Rolling her eyes, Shelagh buttered another piece of toast for Angela. “Yes, you’re very funny, dearest. Now go put that back in its box and eat your breakfast. Angela’s looking forward to her day in the park with you.”

“Oh, it’s not going back in the box, my love.” Patrick shrugged the robe off his shoulders and folded it over the back of his chair. As he took his seat, his eyes caught hers, their expression bring the color to her cheeks. “I’m quite. . . hopeful you’ll like to wear it yourself.”

 

Easing Fears

“I never know when I love you the most. But I sometimes think that these are the times that I love you best.”

This little scene from 5.4 has captured our fangirl hearts. I think we’ll be hearing about it and reading inspired fics for a long time.


 

“Come on, then.” Shelagh stepped back from her husband. “Bed, and no arguments.”

With a slow exhale, Patrick rose to follow her down the hallway to their room. He lingered as she stepped into the nursery to adjust the covers on their daughter, watching as her light hand felt for the rise and fall of Angela’s breathing. The toddler sensed her mother edging away from the cot and stirred. Shelagh tucked the well-loved bear in the crook of Angela’s elbow and immediately the child settled. After a moment, Shelagh kissed the tip of her finger and pressed it to Angela’s forehead, then moved quietly to the door.

He loved how Shelagh knew instinctively how to soothe their worries. Her touch, her voice, brought a sense of serenity to their home that made the hardest of times bearable. Without her, he knew his current conundrum would consume him. His fears for those poor babies and their families could quite easily take over all of his time as he searched for answers. Shelagh understood, but knew how to keep him centered.

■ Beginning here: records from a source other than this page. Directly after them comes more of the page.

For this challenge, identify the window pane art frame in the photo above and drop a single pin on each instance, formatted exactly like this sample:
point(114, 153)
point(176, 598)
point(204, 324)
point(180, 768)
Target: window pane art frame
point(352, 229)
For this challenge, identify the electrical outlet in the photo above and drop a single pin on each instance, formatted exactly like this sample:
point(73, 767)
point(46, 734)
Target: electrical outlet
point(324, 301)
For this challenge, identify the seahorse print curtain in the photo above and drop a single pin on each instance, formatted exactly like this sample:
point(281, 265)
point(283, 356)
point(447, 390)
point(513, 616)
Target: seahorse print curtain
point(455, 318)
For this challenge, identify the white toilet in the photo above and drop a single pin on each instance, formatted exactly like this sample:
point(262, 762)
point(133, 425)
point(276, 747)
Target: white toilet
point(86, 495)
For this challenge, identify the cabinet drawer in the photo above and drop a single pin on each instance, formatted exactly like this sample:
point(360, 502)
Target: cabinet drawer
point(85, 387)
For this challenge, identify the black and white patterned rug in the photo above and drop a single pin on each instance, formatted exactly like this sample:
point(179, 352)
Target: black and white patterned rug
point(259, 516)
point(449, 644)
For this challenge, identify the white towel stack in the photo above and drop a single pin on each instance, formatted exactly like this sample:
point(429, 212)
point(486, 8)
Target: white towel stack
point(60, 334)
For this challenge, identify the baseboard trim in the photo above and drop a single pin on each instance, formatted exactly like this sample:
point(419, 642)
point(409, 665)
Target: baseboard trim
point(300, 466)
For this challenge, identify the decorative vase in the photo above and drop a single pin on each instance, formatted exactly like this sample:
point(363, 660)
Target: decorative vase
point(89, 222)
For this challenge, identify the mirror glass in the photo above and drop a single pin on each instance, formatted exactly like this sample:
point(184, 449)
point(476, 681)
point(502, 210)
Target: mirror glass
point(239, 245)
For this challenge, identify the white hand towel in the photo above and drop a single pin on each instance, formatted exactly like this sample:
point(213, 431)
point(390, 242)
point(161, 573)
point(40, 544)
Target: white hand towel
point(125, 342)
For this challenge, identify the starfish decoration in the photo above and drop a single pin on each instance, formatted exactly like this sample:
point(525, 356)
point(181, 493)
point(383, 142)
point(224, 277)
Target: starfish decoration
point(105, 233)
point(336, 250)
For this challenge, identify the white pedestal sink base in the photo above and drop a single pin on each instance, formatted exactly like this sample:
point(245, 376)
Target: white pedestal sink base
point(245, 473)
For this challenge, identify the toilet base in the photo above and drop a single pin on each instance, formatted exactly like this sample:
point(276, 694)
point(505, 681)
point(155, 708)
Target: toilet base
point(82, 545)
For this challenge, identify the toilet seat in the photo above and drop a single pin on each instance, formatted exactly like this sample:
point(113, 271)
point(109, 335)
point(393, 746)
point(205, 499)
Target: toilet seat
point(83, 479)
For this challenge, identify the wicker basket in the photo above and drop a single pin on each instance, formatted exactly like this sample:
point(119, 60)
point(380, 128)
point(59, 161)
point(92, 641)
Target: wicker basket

He was surprised when rather than going on to their room, she stopped at Timothy’s door. A light tap, and she slipped into the room. The boy slept at an odd angle, his long thin feet hanging over the edge. Shelagh’s hand twitched, and Patrick knew she held herself back from fussing with the boy’s blanket. A moment spent shifting his books on his desk, and she left, closing the door behind her.

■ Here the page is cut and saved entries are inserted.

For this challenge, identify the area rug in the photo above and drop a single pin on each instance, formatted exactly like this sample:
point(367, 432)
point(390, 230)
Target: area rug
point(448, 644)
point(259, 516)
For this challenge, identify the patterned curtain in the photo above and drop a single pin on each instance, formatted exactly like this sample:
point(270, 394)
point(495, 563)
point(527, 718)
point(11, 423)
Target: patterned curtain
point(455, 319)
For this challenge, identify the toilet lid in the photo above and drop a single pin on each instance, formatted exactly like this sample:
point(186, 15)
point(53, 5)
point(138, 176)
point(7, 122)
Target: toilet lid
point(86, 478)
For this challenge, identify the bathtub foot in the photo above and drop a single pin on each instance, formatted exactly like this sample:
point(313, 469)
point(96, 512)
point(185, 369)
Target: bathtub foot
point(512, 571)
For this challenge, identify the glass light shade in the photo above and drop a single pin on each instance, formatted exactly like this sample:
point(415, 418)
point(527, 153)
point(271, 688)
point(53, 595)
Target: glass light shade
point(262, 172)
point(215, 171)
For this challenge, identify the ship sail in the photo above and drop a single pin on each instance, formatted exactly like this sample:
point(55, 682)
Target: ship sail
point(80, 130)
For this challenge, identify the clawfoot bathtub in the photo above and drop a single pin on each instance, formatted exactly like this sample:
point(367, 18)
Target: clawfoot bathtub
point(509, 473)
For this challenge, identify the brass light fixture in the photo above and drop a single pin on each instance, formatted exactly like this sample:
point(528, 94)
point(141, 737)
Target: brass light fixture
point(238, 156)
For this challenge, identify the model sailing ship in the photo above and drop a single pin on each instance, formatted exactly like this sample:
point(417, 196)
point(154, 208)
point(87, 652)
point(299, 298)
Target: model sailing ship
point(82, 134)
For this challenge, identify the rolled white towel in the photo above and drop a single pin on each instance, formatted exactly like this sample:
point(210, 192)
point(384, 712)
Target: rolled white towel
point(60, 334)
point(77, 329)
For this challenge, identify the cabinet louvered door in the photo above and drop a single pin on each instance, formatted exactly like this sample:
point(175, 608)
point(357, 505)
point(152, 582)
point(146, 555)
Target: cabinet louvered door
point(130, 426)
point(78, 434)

Patrick stepped close, a wry smile on his face. “He’s nearly a young man, Shelagh. I think he’s gotten beyond tucking in,” he teased.

Shelagh blushed, glancing at the floor. “I know. But when he sleeps, he looks so like the little boy who stole my heart, I can’t help myself.”

He squeezed her shoulder lightly, then slid his hand along her arm.  Reaching for her hand he brought it to his lips. “It’s a good thing he did. I’m not completely certain I would have won you if not for him.”

Her blushed deepened at his quick wink. “Patrick–” she chided half-heartedly.

He laughed, and led her by the hand to their room. Shelagh stepped over to her small vanity table and began to pull out the precise pins holding her hair. She ran her fingers through it, and reached for her hairbrush.

“No, let me,” Patrick asked. Their eyes met in the mirror, and he stroked the brush through her hair, smoothing it about her shoulders in the quiet of their room. Shelagh sighed and stood, wearing her “nurse face.”

“You’re exhausted, Patrick. There’s no reason for you to look at me so…hopefully. You need your rest.”

“I’m always ‘hopeful,’ my love.” He pulled her close to him and buried his face in her soft hair. He could feel Shelagh’s body start to relax into his, and pressed a kiss to her throat.

“Patrick,” she demurred. “It’s late.”

He grazed along her throat and whispered in her ear. “Do you think about how you love me often, my love?” His voice was husky. “When? Tell me. Do you think about how you love me when we’re apart, when I’m away?”

He pressed a soft kiss to her lips and felt the soft sigh escape her lungs. The strain of the evening’s work faded, his fears eased as their own private world surrounded them. In the quiet of their room, they found comfort in one another that night, and in the morning, would face those fears stronger together.